The crackling of a twig brought her around as a sudden tight rein does a
high-strung horse. The man had emerged from the prickly pears and was
close upon her. His steps dragged. The sag of his shoulders indicated
extreme fatigue. The dark hollows beneath the eyes told of days of
torment.
The girl stood before him slender and straight. She was pale to the lips.
Her breath came fast and ragged as if she had been running.
Abruptly she shot her challenge at him. "Who are you?"
"Water," he gasped.
One swift, searching look the girl gave him, then "Wait!" she ordered, and
was off into the mesquit on the run. Three minutes later the tenderfoot
heard her galloping through the brush. With a quick, tight rein she drew
up, swung from the saddle expertly as a vaquero, and began to untie a
canteen held by buckskin thongs to the side of the saddle.
He drank long, draining the vessel to the last drop.

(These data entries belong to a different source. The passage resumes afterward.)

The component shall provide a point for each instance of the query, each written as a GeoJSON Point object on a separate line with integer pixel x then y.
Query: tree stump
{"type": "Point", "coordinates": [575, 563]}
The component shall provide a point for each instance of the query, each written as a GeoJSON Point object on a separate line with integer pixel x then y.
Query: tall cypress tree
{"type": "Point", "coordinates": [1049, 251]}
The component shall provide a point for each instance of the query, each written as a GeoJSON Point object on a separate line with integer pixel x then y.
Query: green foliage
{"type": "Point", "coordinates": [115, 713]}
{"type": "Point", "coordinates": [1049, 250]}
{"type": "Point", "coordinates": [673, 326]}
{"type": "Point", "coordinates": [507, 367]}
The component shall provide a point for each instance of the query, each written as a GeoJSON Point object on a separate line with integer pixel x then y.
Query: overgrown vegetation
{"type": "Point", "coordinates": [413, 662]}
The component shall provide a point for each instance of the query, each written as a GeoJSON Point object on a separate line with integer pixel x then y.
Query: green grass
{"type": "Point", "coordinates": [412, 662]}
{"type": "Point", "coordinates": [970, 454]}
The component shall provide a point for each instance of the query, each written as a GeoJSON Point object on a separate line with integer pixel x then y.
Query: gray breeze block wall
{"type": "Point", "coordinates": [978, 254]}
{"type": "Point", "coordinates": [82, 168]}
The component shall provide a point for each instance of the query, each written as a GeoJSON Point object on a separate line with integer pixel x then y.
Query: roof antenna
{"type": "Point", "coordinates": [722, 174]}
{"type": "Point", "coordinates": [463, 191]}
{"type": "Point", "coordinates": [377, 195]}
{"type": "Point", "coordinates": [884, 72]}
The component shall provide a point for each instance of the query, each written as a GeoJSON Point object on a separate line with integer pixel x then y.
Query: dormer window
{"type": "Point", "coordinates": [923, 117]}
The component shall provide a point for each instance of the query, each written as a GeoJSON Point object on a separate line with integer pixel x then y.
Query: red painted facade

From her saddle bags she brought two sandwiches wrapped in oiled paper.
"You're hungry, too, I expect," she said, her eyes shining with tender
pity.
She observed that he did not wolf his food, voracious though he was. While
he ate she returned to the fire with the running iron and heaped live
coals around the end of it.
"You've had a pretty tough time of it," she called across to him gently.
"It hasn't been exactly a picnic, but I'm all right now."
The girl liked the way he said it. Whatever else he was--and already faint
doubts were beginning to stir in her--he was not a quitter.
"You were about all in," she said, watching him.
"Just about one little kick left in me," he smiled.
"That's what I thought."
She busied herself over the fire inspecting the iron. The man watched her
curiously. What could it mean? A cow killed wantonly, a calf bawling with
pain and fear, and this girl responsible for it. The tenderfoot could not
down the suspicion stirring in his mind. He knew little of the cattle
country. But he had read books and had spent a week in Mesa not entirely
in vain. The dead cow with the little stain of red down its nose pointed
surely to one thing. He was near enough to see a hole in the forehead just
above the eyes. Instinctively his gaze passed to the rifle lying in the
sand close to his hand. Her back was still turned to him. He leaned over,
drew the gun to him, and threw out an empty shell from the barrel.